Hal tersebut disampaikan dalam acara sosialisasi KUHP baru yang diselenggarakan oleh Masyarakat Hukum Pidana dan Kriminologi Indonesia (MAHUPIKI) yang berlokasi di Hotel Grand Mercure Medan Angkasa, Sumatra Utara, pada Senin (9/1/2023).
Pakar Hukum Pidana Universtas Gadjah Mada (UGM), Prof. Dr. Marcus Priyo Gunarto menyampaikan bahwa dalam KUHP Nasional mengalami perubahan paradigma yang menyebut bahwa pidana digunakan untuk memerangi kejahatan.
“Pidana itu adalah perlindungan terhadap perbatan jahat, jadi jangan sampai masyarkat menderita karana adanya perbuatan jahat yang ada dalam masyarakat,” kata Prof Marcus.
“Pidana sebagai perlindungan terhadap orang jahat itu orientasinya adalah perbaikan si pelaku, mengubah tingkah laku dari orang jahat,” lanjut prof Marcus.
Sementara itu, Guru besar Hukum Pidana Fakultas Hukum Universitas Diponegoro Semarang, Prof. Dr. Pujiyono, SH. M.Hum., menjelaskan urgensi dari penyusunan KUHP baru agar sesuai dengan nilai-nilai yang melekat pada NKRI.
“Kalo bangsa Indonesia ini memiliki sistem nilai yang berbeda dengan belanda, tentunya kita butuh satu undang-undang KUHP yang memang itu adalah jiwa kita.” jelas Pujiono.
“Pancasila sebagai landasan pembenaran, pemberlakuan sebuah norma, apakah itu yang diadaptasi dari nilai-nilai nasional maupun nilai-nilai global,” tambah Prof Pujiono.
Pada kesempatan yang sama, Akademisi Universitas Indonesia, Dr. Surastini Fitriasih, SH., MH., mengatakan KUHP baru buatan bangsa ini diharapkan dapat menjadi tolak ukur hukum pidana yang sesuai nilai-nilai Indonesia.

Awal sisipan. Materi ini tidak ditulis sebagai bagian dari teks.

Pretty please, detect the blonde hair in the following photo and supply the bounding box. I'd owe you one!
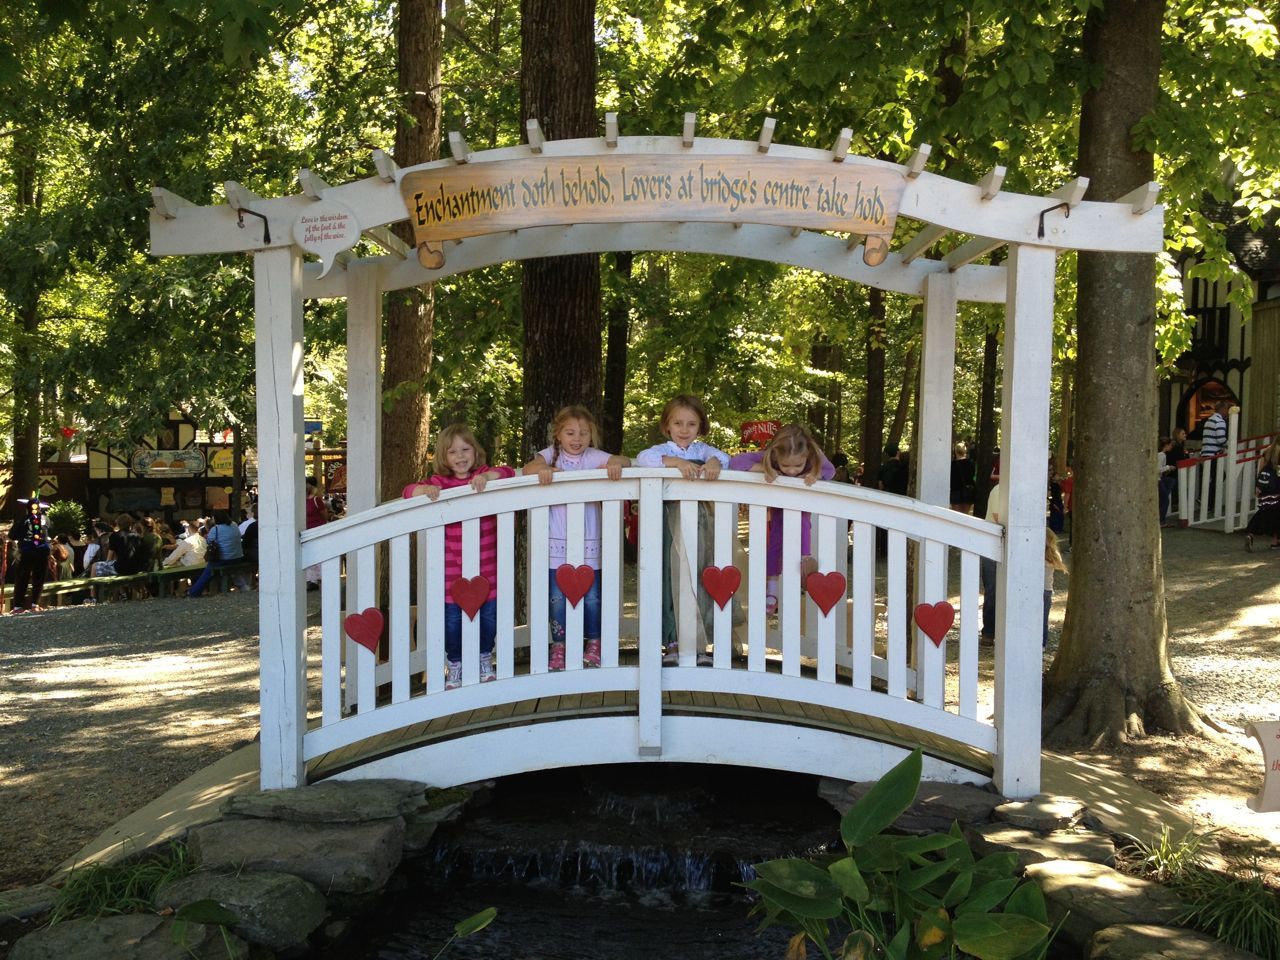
[659,394,710,437]
[1045,528,1068,573]
[432,423,487,477]
[762,423,824,484]
[548,406,601,467]
[953,441,967,459]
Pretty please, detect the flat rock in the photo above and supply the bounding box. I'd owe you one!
[827,779,1002,832]
[155,869,327,952]
[9,913,248,960]
[1024,860,1185,952]
[994,794,1086,832]
[0,884,59,921]
[225,778,428,823]
[188,817,405,895]
[1090,923,1263,959]
[965,824,1116,868]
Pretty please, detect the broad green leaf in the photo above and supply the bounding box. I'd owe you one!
[883,922,912,960]
[955,877,1020,915]
[973,851,1019,879]
[173,899,239,927]
[953,913,1050,960]
[1002,881,1049,924]
[891,834,962,858]
[454,906,497,938]
[840,749,922,848]
[914,905,951,949]
[754,859,843,903]
[840,929,879,959]
[897,857,956,891]
[941,869,974,908]
[828,857,870,903]
[855,835,900,872]
[742,877,843,920]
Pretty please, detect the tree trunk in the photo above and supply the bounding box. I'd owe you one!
[886,341,918,451]
[602,252,633,453]
[380,0,441,502]
[1044,0,1215,747]
[861,287,886,479]
[1055,357,1073,476]
[520,0,600,462]
[974,328,999,516]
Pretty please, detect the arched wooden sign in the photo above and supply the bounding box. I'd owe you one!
[399,155,905,269]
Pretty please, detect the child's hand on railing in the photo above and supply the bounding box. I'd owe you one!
[407,483,440,500]
[470,471,498,493]
[664,457,702,480]
[606,455,630,481]
[800,555,818,579]
[702,460,722,480]
[529,463,556,485]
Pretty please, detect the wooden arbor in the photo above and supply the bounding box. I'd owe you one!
[150,116,1163,796]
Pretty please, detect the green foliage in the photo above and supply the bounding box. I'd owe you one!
[432,907,497,959]
[49,842,193,925]
[45,498,86,539]
[1121,825,1218,884]
[743,749,1054,960]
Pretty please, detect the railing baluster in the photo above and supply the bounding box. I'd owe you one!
[816,514,836,683]
[565,501,586,671]
[886,530,907,699]
[850,521,874,689]
[637,477,663,754]
[959,551,979,719]
[529,506,550,673]
[352,545,377,712]
[424,527,445,694]
[389,534,410,704]
[916,539,946,708]
[321,556,342,724]
[747,504,767,673]
[712,501,733,669]
[678,499,700,666]
[600,499,622,669]
[461,518,481,685]
[780,509,800,677]
[497,512,515,679]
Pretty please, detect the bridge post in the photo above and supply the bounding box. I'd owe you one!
[637,477,664,755]
[254,247,307,789]
[994,244,1054,798]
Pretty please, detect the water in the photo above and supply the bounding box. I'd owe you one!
[340,765,841,959]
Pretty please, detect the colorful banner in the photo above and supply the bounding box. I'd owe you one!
[400,155,905,269]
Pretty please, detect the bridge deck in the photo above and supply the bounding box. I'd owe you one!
[306,678,994,782]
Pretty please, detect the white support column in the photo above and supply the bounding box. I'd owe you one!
[345,259,383,619]
[994,243,1055,799]
[255,246,307,790]
[1223,407,1240,533]
[916,271,958,508]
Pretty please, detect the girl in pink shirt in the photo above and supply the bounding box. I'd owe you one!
[524,406,630,670]
[404,423,515,688]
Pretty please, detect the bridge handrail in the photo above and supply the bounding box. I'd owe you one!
[299,468,1003,568]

Ia menyampaikan, sebelum disahkannya KUHP baru, terdapat 14 isu krusial tentang hukum pidana. Namun, setelah disahkannya KUHP tersisa 10 isu krusial yang masih berlaku di KUHP baru.

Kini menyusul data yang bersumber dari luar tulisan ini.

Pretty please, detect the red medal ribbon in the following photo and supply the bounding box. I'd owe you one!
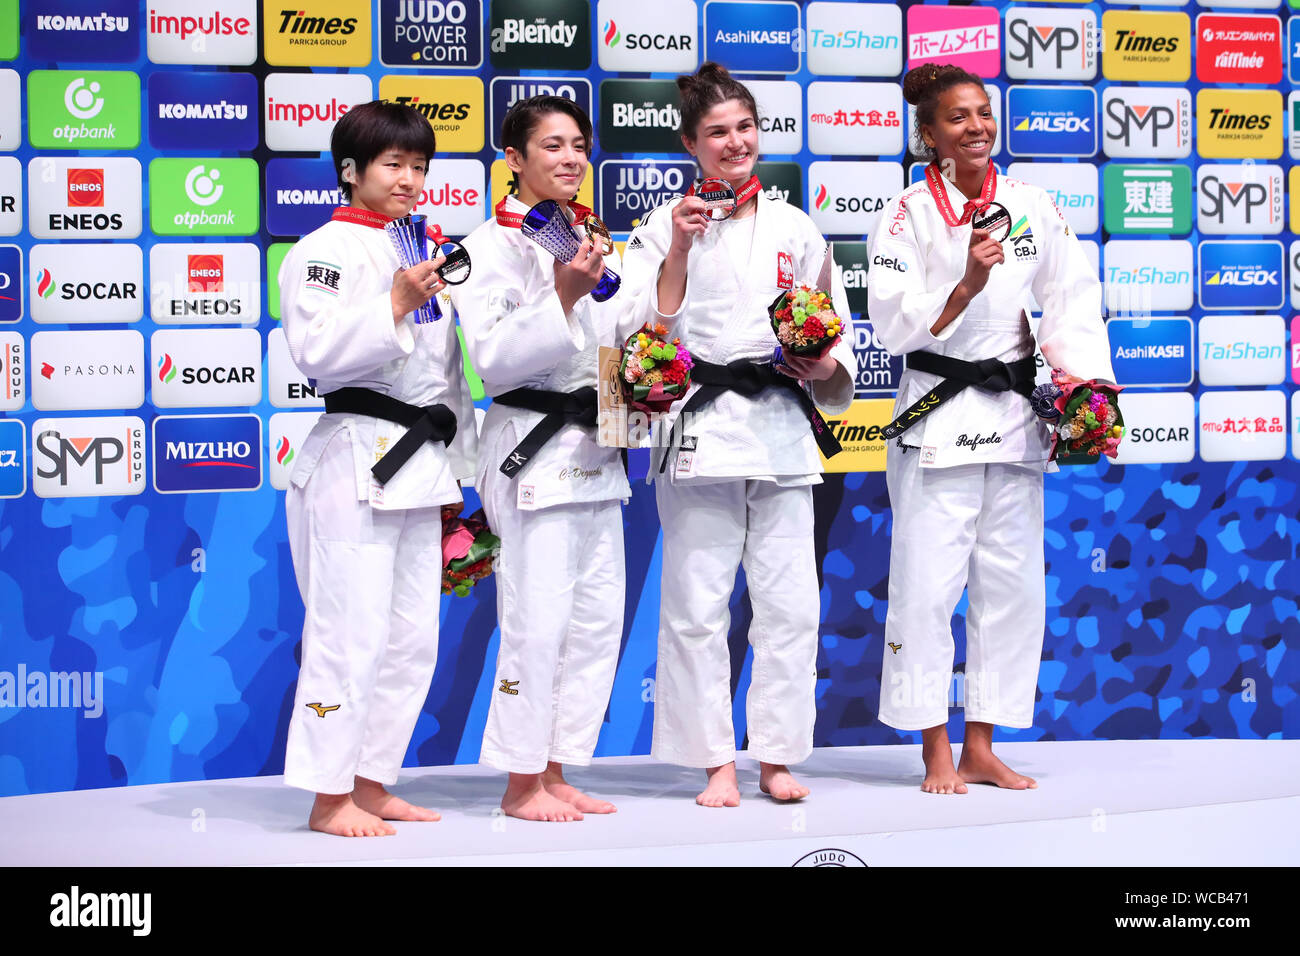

Salah satu isu krusial yang ada di KUHP baru adalah living law atau hukum yang hidup dalam masyarakat. Ia mengatakan hukum adat itu berlaku di tempat hukum itu hidup sepanjang tidak diatur dalam KUHP.
Lebih lanjut dijelaskan, jika dalam KUHP sudah diatur yang berkaitan dengan hukum adat yang berlaku, maka yang berlaku adalah KUHP baru. “jika dalam KUHP sudah diatur, yang berlaku yang ada di dalam KUHP,” ujar Prof Surastini.
Acara sosialisasi KUHP Baru tersebut merupakan kerjasama antara Masyarakat Hukum Pidana dan Kriminologi Indonesia (MAHUPIKI) dan Fakultas Hukum Universitas Sumatra Utara (FH-USU).
Dalam sambutannya Ketua Mahupiki Sumatera Utara, Dr. Rizkan Zulyadi yang mengatakan bahwa KUHP baru merupakan produk hukum anak bangsa yang memberikan dampak positif bagi bagi penegakan hukum pidana di Indonesia. Sementara itu Dekan FH USU, Dr. Mahmul Siregar, SH M.Hum yang mengatakan bahwa sudah sejak lama masyarakat kita mendambakan dasar atau konsep hukum nasional yang sesuai perkembangan bukan lagi warisan kolonial Belanda.